Article first published online: 31 MAY 2010
© 2010 British Society for Immunology
Clinical & Experimental Immunology
Volume 161, Issue 3, pages 417–425, September 2010
How to Cite
Picarelli, A., Sabbatella, L., Di Tola, M., Silano, M., Nicolussi, A., D'Inzeo, S. and Coppa, A. (2010), Nuclear fluorescence serum reactivity on monkey oesophagus: a new antibody for the follow-up of coeliac disease?. Clinical & Experimental Immunology, 161: 417–425. doi: 10.1111/j.1365-2249.2010.04184.x
- Issue published online: 16 AUG 2010
- Article first published online: 31 MAY 2010
- Accepted for publication 30 March 2010
- coeliac disease;
- gluten-free diet;
- nuclear fluorescence reactivity
We have identified previously a nuclear fluorescence reactivity (NFR) pattern on monkey oesophagus sections exposed to coeliac disease (CD) patients' sera positive for anti-endomysium antibodies (EMA).
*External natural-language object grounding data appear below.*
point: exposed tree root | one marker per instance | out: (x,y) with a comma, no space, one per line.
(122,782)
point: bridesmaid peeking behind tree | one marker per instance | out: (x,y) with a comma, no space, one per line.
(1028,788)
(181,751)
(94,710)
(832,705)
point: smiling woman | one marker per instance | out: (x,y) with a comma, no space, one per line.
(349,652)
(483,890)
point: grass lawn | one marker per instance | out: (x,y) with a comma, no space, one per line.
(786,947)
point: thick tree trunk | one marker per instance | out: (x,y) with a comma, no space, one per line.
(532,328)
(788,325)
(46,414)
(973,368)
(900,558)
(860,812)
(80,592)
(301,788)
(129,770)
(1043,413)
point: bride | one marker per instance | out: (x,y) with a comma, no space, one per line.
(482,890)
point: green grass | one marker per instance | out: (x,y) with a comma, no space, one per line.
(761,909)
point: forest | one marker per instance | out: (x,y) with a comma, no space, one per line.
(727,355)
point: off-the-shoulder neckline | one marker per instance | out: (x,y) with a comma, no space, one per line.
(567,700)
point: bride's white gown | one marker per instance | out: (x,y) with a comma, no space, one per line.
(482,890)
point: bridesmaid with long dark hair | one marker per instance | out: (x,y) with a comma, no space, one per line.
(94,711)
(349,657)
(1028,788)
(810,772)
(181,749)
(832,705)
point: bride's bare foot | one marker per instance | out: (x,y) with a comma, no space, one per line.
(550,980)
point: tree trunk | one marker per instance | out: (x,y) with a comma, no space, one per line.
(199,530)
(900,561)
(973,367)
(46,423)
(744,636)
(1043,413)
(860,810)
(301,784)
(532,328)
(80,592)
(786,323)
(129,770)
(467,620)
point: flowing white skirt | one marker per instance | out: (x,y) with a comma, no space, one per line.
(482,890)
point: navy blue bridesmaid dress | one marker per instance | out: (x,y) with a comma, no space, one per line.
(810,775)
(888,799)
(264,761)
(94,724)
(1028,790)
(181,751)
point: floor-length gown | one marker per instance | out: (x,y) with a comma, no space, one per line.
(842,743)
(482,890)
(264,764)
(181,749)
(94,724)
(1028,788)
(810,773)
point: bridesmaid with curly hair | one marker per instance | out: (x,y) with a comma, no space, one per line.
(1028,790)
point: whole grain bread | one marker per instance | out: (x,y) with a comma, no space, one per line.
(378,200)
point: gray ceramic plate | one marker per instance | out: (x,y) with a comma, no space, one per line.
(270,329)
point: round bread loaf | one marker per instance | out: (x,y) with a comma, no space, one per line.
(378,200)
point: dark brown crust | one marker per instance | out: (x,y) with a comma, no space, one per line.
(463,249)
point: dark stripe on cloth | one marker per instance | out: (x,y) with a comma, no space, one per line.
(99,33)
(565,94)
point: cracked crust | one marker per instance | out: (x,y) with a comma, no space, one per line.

The aim of the present work was to characterize the NFR, study the time–course of NFR-positive results in relation to gluten withdrawal and evaluate the potential role of NFR in the follow-up of CD. Twenty untreated, 87 treated CD patients and 15 healthy controls were recruited and followed for 12 months. Their sera were incubated on monkey oesophagus sections to evaluate the presence of NFR by indirect immunofluorescence analysis. Duodenal mucosa samples from treated CD patients were challenged with gliadin peptides, and thus the occurrence of NFR in culture supernatants was assessed. The NFR immunoglobulins (Igs) reactivity with the nuclear extract of a human intestinal cell line was investigated. Serum NFR was present in all untreated CD patients, persisted up to 151 ± 37 days from gluten withdrawal and reappeared in treated CD patients under dietary transgressions. Serum NFR was also detected in two healthy controls. In culture supernatants of coeliac intestinal mucosa challenged with gliadin peptides, NFR appeared before EMA. The Igs responsible for NFR were identified as belonging to the IgA2 subclass. The NFR resulted differently from EMA and anti-nuclear antibodies, but reacted with two nuclear antigens of 65 and 49 kDa. A new autoantibody, named NFR related to CD, was described. Furthermore, NFR detection might become a valuable tool in monitoring adherence to a gluten-free diet and identifying slight dietary transgressions.